This story is a little…different? It contains scenes of rough sex and threats, but no real violence. Also the lines of consent are a little blurry as well, so if that worries you, you might want to skip this one.
I was king when the lilies were in full bloom. And as they shed their petals so too did the kingdom shed its old skin and in what amounted to a handful of instants I became a relic. I could tell you that I was a righteous king and that my deposition was a great injustice. I could tell you these things.
The people found a champion in the third son of a cousin who had died before I was a man. A man whose words were sweet.
I reside now in a tower under guard at all times. I eat what I am given and I read whatever scraps they allow me in order to keep myself from screaming.
I am visited on occasion by the new king who wears his crown and his grin askew. He wears his sword at all times and balls his fists when he speaks.
He enters and says, “Hello, Old King.”
He says this though I have barely reached my thirtieth year. I respond, “hello, Your Highness.”
“What do you think of my kingdom?” He asks.
“It flourishes under your rule, Your Highness.”
“You flatter me,” he says.
“You demand it,” I say.
“And do you know why?”
“Because powerful men need to feel powerful or else they doubt themselves. Doubt is the enemy of power.”
He applauds with icy condescension as if listening to a simpleton pontificate or watching a monkey perform an uninspired trick. His gaze is full of hatred, yes, but there’s something else as well. He looks around the room, and says, “these walls no longer bear your standard. This carpet reeks of mold and old flesh. Your hair grows gray and thin. I wonder why you haven’t consider some release from this? We have never barred your windows. I would think, at least, that a man with even some small courage would make attempt.”
I am quiet. I wait to see what this is really about.
“Have you arranged yourself for my visit?”
Without missing a beat, I respond, “I have readied myself, Your Highness.”
The king unbuckles his belt and allows his sword to clatter to the ground. He is no warrior. A warrior would never allow his weapon to be so ill treated. But he is powerful, so I suppose it matters little.
I climb to my knees to prepare for what comes next. I have a secret to admit at this point: it is the fact that my internment is so remote, the fact that I have not seen a friendly face in nearly two years that allows me to suffer these indignities. The deeper secret, the one that I refuse to admit aloud and shudder to record on paper is that as far as I have fallen, my pulse quickens when his sword falls. At first I told myself that I would draw it up and kill him with it. After two years I have disabused myself of that notion.
He fishes himself out of his clothes and he hangs it above my face like a noose. It’s rigid with excitement. I try not to think before going to it, engaging it with enough eagerness to avoid retribution. He uses my mouth roughly, refuses to relent even when I am choking and tears are streaming down the side of my face. Finally he pushes me away with his foot and I collapse backward, gasping.
He descends on me like a madman and holds my throat with one hand while he positions himself against me and forces his way into my hole with the other. I have prepared for this like I prepare every day whether he visits or not. I slicken my cunt with oils that are provided for me and I make sure that I am clean whenever he might visit. Days might pass or weeks, but I am diligent in my regimen because I know what punishments will ensue if I am not.
I was once king, but he fucks me like I am nothing. He stares into my face, one hand around my throat and the other tugging painfully at my member. He spits at me and hurls the worst invectives his twisted mind can conjure.
There is pleasure in it. It’s complicated and ugly, but there is pleasure in it.
“Beg for your king’s seed,” he whispers.
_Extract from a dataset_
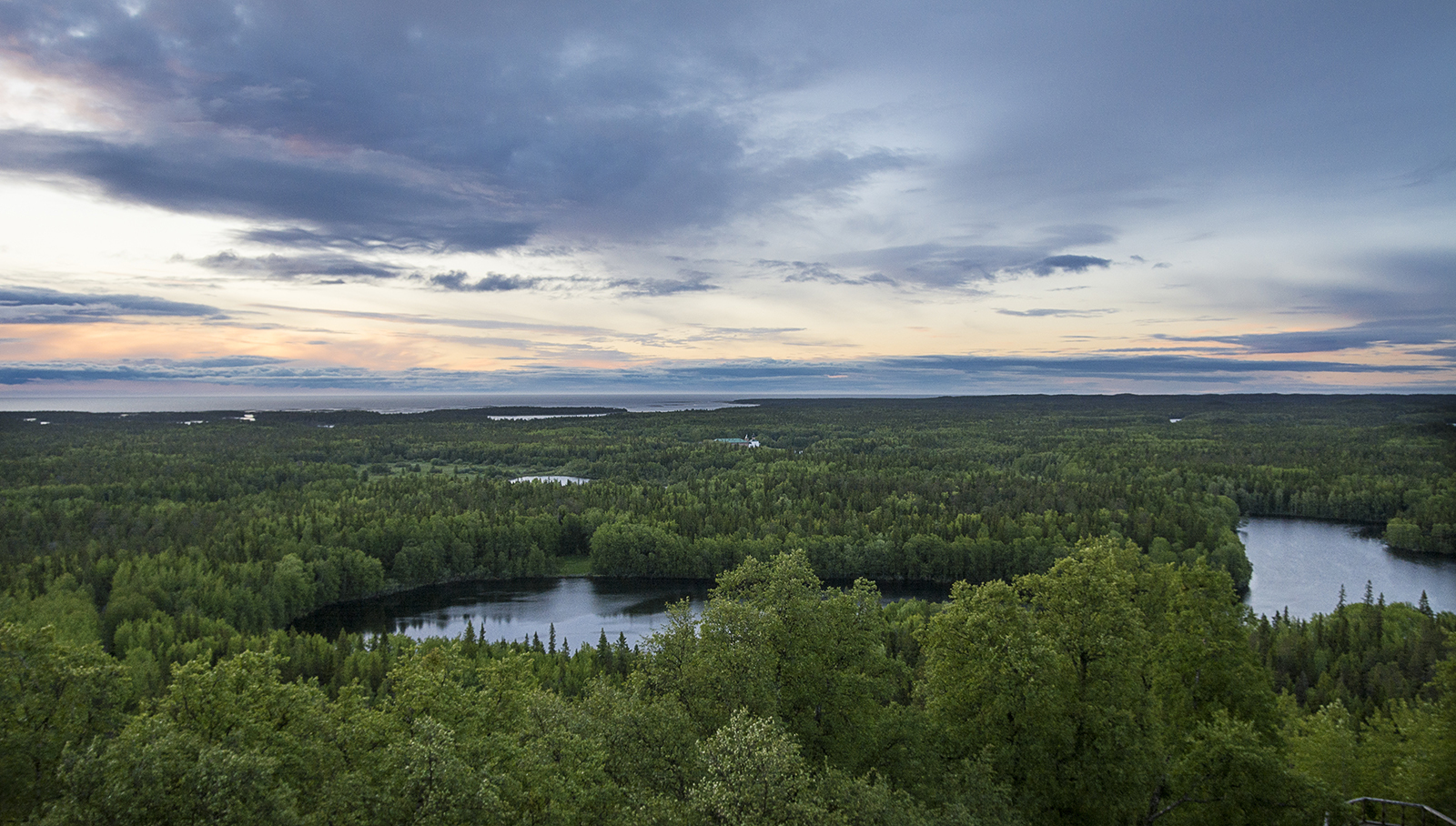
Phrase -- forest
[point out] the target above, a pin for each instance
(1094, 663)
And somehow it is worse than a shout. I have lived at this man’s mercy for nearly two years and I have learned that his whisper is intimate, and terrible.
“Please fill me with your seed, my king.”
“I could kill you,” he says. His thrusts grow more insistent, deeper. I squirm away and he hones into my discomfort, pushes harder, holds his hand around my throat tighter. “I could erase you from this world and no one would shed a tear for you.”
“You are mine,” he says. This sends an ambigious shiver through my entire body. “You are mine.”
The king cums inside me and chokes me so hard that I see stars. His erratic, uncomfortable jerking yields fruit and I follow with my own orgasm. When it’s done he wraps his other hand, still wet with my seed, around my neck. He presses firmly, but the killing malice is gone. He pulls out of me, but remains on top of me, above me.
“It is disgusting how you let yourself be used like an animal. How you let me climb on top of you.”
“I am sorry, your highness. Forgive me,” I say, reciting lines from a half-hearted script as his fluids leak out of me.
In the quiet that follows, when I can hear him breathing, I think of kingship. I could tell you that I miss it; that I miss having men and women hang on my every word and live or die by my decree. I could tell you that this tower was a more terrible prison than the throne. I could tell you these things.